Libri in Africa? Dai donors occidentali troppi libri inutili
Non è vero che tutto il mondo è paese. Non è vero perché non abbiamo tutti la stessa storia. E non abbiamo tutti le stesse storie da raccontare. Ecco perché è così rischioso e controproducente assecondare una tendenza che dimostra, ancora una volta, la miopia degli aiuti occidentali nei Paesi in via di sviluppo.
Dopo la stagione di vestiti, scarpe e giocattoli, è ora la stagione dei libri. Pensiero eccellente quello della diffusione della conoscenza, della cultura, del sapere. Peccato che, spesso, non si tenga di vista l’obiettivo e il target, ma solo il proprio “desiderio di fare del bene”. Senza logica però.
Fermiamoci nel continente africano. Qui arriva di tutto. E non sempre quel tutto spedito dai Paesi donatori arriva nelle librerie delle scuole o aiuta ad allestire biblioteche. Qualche scatolone diventa anche velocemente “proprietà” di piccoli commercianti che poi li rivendono ai mercati. Ma lasciamo perdere questo aspetto – tra l’altro molto sotterraneo e lo verifichi solo quando sei lì.
Occupiamoci del tipo di libri che arriva in Africa. Quei libri destinati a bambini, ragazzi e qualche volta anche adulti che il modo occidentale e le sue storie poco lo conoscono. Arriva di tutto, da Shakespeare a Reader’s Digest, dai romanzi di Jane Eyre a moderne storie metropolitane di città come Londra, Parigi, New York. Esperienze che a ragazzini che vivono spesso in contesti rurali dicono poco o nulla. E che anzi rischiano di disturbarne la crescita. Per non parlare di bambini più piccoli alle prese con immagini assolutamente per loro sconosciute. Il “fuori contesto” dunque è una situazione molto comune, anche se un buon insegnante – necessario come tratto di congiunzione tra il testo e i bambini più piccoli – saprà come introdurre temi e altre realtà in modo da farle recepire, capire e contestualizzare. Ma questo non sempre avviene.

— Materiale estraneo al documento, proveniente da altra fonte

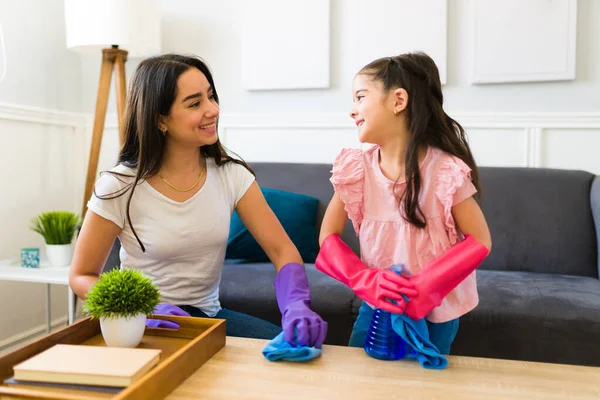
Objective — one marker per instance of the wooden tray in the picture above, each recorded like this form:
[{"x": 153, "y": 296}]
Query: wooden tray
[{"x": 183, "y": 351}]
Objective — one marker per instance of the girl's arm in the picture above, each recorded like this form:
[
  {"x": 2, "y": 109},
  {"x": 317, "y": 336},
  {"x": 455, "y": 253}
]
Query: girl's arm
[
  {"x": 335, "y": 218},
  {"x": 93, "y": 246},
  {"x": 470, "y": 220},
  {"x": 264, "y": 226}
]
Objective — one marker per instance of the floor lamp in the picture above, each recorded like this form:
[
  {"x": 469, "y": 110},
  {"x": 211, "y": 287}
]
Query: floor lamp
[{"x": 119, "y": 29}]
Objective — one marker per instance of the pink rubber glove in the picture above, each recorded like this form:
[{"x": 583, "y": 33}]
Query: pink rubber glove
[
  {"x": 441, "y": 275},
  {"x": 165, "y": 309},
  {"x": 382, "y": 288}
]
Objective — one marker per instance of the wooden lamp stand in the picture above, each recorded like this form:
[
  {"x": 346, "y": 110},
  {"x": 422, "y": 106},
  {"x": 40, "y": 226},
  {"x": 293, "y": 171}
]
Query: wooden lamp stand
[{"x": 111, "y": 58}]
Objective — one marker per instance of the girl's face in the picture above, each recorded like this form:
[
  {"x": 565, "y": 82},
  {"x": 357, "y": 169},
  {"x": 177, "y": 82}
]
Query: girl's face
[
  {"x": 373, "y": 110},
  {"x": 193, "y": 116}
]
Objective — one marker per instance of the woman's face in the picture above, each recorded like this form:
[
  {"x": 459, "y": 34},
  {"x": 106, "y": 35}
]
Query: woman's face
[{"x": 192, "y": 120}]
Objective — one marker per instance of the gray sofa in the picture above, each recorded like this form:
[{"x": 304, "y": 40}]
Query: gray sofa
[{"x": 539, "y": 288}]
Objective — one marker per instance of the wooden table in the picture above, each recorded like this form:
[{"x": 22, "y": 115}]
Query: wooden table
[{"x": 239, "y": 371}]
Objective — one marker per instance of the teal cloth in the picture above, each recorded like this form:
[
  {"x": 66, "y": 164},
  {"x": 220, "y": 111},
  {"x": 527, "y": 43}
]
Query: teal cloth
[
  {"x": 297, "y": 213},
  {"x": 279, "y": 349},
  {"x": 416, "y": 336}
]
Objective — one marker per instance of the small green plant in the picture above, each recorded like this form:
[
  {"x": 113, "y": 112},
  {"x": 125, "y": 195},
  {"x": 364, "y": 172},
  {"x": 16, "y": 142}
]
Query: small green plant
[
  {"x": 121, "y": 293},
  {"x": 57, "y": 227}
]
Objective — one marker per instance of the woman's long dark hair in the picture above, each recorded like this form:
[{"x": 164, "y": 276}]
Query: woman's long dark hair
[
  {"x": 428, "y": 123},
  {"x": 152, "y": 92}
]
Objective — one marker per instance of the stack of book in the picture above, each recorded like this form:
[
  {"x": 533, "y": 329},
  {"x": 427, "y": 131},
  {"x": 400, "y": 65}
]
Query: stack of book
[{"x": 107, "y": 369}]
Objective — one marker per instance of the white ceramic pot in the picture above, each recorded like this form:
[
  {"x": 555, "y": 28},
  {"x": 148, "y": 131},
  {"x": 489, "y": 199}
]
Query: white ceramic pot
[
  {"x": 60, "y": 255},
  {"x": 123, "y": 332}
]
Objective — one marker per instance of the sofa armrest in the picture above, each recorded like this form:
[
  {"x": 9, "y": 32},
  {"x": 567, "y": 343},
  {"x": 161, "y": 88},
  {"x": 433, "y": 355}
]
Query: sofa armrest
[{"x": 595, "y": 203}]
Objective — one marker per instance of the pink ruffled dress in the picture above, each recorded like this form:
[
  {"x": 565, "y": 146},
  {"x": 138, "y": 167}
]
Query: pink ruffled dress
[{"x": 386, "y": 238}]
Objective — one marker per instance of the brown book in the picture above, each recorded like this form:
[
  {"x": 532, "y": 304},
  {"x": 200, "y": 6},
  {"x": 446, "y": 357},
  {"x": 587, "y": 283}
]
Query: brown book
[{"x": 88, "y": 365}]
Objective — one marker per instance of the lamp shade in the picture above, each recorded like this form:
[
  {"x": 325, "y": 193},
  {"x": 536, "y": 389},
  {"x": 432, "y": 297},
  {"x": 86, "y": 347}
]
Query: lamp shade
[{"x": 133, "y": 25}]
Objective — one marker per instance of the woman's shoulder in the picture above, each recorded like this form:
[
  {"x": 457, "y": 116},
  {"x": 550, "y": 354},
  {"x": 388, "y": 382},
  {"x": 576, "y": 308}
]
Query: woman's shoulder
[{"x": 114, "y": 180}]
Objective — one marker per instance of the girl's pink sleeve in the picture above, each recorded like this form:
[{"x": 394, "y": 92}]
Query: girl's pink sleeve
[{"x": 347, "y": 177}]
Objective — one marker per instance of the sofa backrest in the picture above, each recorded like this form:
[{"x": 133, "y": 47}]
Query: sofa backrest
[
  {"x": 540, "y": 219},
  {"x": 595, "y": 200},
  {"x": 308, "y": 179}
]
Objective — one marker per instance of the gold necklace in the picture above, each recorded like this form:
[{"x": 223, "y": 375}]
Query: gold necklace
[{"x": 183, "y": 190}]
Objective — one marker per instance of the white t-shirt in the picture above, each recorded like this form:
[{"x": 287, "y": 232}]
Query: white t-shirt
[{"x": 185, "y": 241}]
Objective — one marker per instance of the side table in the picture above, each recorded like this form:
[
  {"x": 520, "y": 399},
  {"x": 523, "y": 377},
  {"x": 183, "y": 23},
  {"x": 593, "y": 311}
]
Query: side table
[{"x": 10, "y": 270}]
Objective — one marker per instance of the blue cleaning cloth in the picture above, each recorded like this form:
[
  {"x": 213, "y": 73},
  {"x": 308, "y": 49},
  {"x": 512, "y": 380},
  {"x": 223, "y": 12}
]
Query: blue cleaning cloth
[
  {"x": 416, "y": 336},
  {"x": 279, "y": 349}
]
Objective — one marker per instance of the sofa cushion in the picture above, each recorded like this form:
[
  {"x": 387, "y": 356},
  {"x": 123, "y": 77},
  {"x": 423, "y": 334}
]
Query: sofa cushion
[
  {"x": 540, "y": 220},
  {"x": 297, "y": 213},
  {"x": 248, "y": 288},
  {"x": 310, "y": 179},
  {"x": 533, "y": 316}
]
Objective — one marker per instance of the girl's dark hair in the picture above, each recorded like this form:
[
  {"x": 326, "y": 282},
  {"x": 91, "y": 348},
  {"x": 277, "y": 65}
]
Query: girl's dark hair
[
  {"x": 428, "y": 123},
  {"x": 152, "y": 91}
]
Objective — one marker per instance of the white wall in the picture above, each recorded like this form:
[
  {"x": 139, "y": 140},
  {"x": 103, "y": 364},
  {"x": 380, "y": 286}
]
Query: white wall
[
  {"x": 311, "y": 125},
  {"x": 49, "y": 94},
  {"x": 41, "y": 71},
  {"x": 39, "y": 146}
]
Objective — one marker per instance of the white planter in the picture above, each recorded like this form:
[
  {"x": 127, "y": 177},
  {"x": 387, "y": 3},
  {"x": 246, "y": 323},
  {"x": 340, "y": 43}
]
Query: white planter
[
  {"x": 60, "y": 255},
  {"x": 123, "y": 332}
]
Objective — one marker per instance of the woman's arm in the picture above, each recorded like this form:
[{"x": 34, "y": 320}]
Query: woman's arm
[
  {"x": 335, "y": 218},
  {"x": 470, "y": 220},
  {"x": 93, "y": 246},
  {"x": 264, "y": 226}
]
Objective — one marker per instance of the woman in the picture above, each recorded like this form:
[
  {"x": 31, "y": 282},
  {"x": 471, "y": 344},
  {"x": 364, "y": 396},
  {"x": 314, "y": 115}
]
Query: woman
[{"x": 170, "y": 199}]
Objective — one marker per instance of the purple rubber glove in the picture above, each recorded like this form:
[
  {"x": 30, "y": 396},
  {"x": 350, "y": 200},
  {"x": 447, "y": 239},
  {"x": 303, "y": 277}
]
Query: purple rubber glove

Spesso, frequentando biblioteche o anche piccole librerie di villaggi, si ha la netta percezione che da qualche parte del mondo ci si sia voluti liberare di “roba vecchia” senza farne selezione e, appunto, senza pensare nelle mani di chi sarebbe finita.
Ovviamente ci sono storie interessanti di tanti ragazzi che possono studiare e approndire i temi di studio grazie a testi inviati da donatori, ma – appunto – non sarebbe meglio concentrarsi su ciò che serve davvero? E, soprattutto, quanto risparmio ci sarebbe se si acquistassero libri in loco – soprattutto per i bambini più piccoli che devono imparare a leggere ed è meglio che lo facciano con schemi, figure, storie a loro familiari?
Sono tante le ONG e Associazioni varie che dedicano la propria attità alla raccolta e spedizione di libri in Africa. Nella loro pagina “Success Story” dovremmo però trovare racconti di bambini o ragazzi che dicono – sul serio e non sotto dettatura – cosa hanno letto e soprattutto cosa vorrebbero leggere.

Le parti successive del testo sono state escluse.